Le célèbre statisticien suédois Hans Rosling est récemment intervenu dans l’émission A Richer World (Un monde plus riche), de la BBC, pour parler de la façon dont l’Afrique de l’Ouest a réussi à contenir le virus Ebola. Sa présentation, fascinante, montre entre autres comment certains événements peuvent voir leurs cours s’infléchir radicalement au contact d’un bidonville africain – qu’il s’agisse des pires événements, comme pour le virus Ebola, ou des meilleurs, comme pour la culture.

 

Témoin le sembla, le type même de musique contagieuse qui ne manque pas de s’emparer des amateurs de danse. Il s’agit d’un délicieux cocktail de rythmes africains enlevés, de touches de samba et d’un zeste de zouk, au son duquel vous vous déhancherez des heures durant.

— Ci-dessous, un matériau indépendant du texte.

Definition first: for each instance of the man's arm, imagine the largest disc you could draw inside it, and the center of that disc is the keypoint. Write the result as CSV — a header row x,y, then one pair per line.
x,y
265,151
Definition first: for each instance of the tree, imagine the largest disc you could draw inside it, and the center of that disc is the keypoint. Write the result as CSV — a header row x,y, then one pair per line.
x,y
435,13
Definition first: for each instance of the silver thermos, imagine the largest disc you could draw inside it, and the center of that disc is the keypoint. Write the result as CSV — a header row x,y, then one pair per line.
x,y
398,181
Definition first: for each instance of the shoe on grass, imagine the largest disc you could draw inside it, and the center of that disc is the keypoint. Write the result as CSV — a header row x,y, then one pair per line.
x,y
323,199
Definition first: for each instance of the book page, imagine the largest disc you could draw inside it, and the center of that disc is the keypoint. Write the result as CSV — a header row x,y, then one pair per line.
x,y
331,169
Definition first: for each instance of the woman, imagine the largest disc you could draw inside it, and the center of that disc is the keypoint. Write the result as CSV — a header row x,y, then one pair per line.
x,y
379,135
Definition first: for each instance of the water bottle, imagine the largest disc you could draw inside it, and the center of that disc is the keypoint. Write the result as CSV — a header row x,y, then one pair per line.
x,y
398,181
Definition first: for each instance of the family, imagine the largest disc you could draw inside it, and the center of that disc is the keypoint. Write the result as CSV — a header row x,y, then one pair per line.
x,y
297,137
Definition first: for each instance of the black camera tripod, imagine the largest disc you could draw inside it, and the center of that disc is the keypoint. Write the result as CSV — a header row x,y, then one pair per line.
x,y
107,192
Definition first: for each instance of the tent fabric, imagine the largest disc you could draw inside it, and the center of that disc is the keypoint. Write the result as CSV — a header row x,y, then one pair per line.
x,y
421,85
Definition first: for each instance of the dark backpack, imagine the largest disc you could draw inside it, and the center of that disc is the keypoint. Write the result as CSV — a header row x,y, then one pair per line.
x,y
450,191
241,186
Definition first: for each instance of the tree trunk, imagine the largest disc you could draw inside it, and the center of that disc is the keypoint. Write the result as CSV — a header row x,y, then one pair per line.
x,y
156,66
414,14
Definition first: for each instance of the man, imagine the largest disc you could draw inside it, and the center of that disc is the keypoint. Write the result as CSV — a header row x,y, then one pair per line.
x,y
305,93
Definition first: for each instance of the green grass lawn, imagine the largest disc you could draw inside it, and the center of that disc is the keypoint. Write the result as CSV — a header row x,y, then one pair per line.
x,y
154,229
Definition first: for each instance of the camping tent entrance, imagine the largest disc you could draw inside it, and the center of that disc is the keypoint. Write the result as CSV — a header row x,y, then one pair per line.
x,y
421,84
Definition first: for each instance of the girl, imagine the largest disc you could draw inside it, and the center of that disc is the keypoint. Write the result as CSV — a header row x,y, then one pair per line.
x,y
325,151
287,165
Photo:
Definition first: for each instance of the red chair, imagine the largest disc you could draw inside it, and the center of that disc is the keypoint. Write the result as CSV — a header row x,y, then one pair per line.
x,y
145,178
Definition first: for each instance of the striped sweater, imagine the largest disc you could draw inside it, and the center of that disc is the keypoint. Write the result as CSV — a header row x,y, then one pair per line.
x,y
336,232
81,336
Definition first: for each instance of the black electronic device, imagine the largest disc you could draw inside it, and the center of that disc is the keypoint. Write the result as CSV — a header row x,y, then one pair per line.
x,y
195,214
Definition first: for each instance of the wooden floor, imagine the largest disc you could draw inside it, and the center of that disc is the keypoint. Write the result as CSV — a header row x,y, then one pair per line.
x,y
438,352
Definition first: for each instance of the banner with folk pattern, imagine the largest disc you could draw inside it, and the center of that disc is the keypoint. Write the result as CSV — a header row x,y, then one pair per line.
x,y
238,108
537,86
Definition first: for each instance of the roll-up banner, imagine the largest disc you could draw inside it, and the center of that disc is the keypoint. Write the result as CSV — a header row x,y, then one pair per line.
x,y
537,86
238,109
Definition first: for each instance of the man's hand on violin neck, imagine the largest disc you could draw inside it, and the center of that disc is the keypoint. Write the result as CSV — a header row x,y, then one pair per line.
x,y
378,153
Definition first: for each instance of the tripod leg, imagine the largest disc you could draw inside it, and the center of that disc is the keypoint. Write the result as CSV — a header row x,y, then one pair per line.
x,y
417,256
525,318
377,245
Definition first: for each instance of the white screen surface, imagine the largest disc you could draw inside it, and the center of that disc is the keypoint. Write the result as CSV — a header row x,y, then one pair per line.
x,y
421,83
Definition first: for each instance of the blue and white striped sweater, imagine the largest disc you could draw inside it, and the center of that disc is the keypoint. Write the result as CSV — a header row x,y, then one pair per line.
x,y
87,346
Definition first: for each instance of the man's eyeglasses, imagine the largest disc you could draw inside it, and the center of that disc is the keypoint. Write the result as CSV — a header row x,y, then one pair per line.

Le semba tire son nom du mot masemba, qui signifie « contact de ventres », un mouvement typique de cette danse. Cette musique est apparue dans les musseque (bidonvilles) de Luanda, en Angola, au début des années 1960. A l’époque, en ville, les Angolais ont vu leur vie quotidienne s’améliorer grâce à des réformes de la politique coloniale et se sont mis à créer de nouveaux espaces culturels. Le semba s’inscrivait dans ce processus. Sa popularité a dépassé les frontières de l’Angola et gagné, en particulier, les pays lusophones et toute l’Afrique de l’Ouest.

 

Cet exemple montre que l’habit ne fait pas le moine. Lorsqu’on considère les bidonvilles d’Afrique à l’œil nu, c’est la misère qui ressort : mais qu’on regarde à la loupe et on trouvera une âme, un esprit d’innovation et un dynamisme à nuls autres pareils.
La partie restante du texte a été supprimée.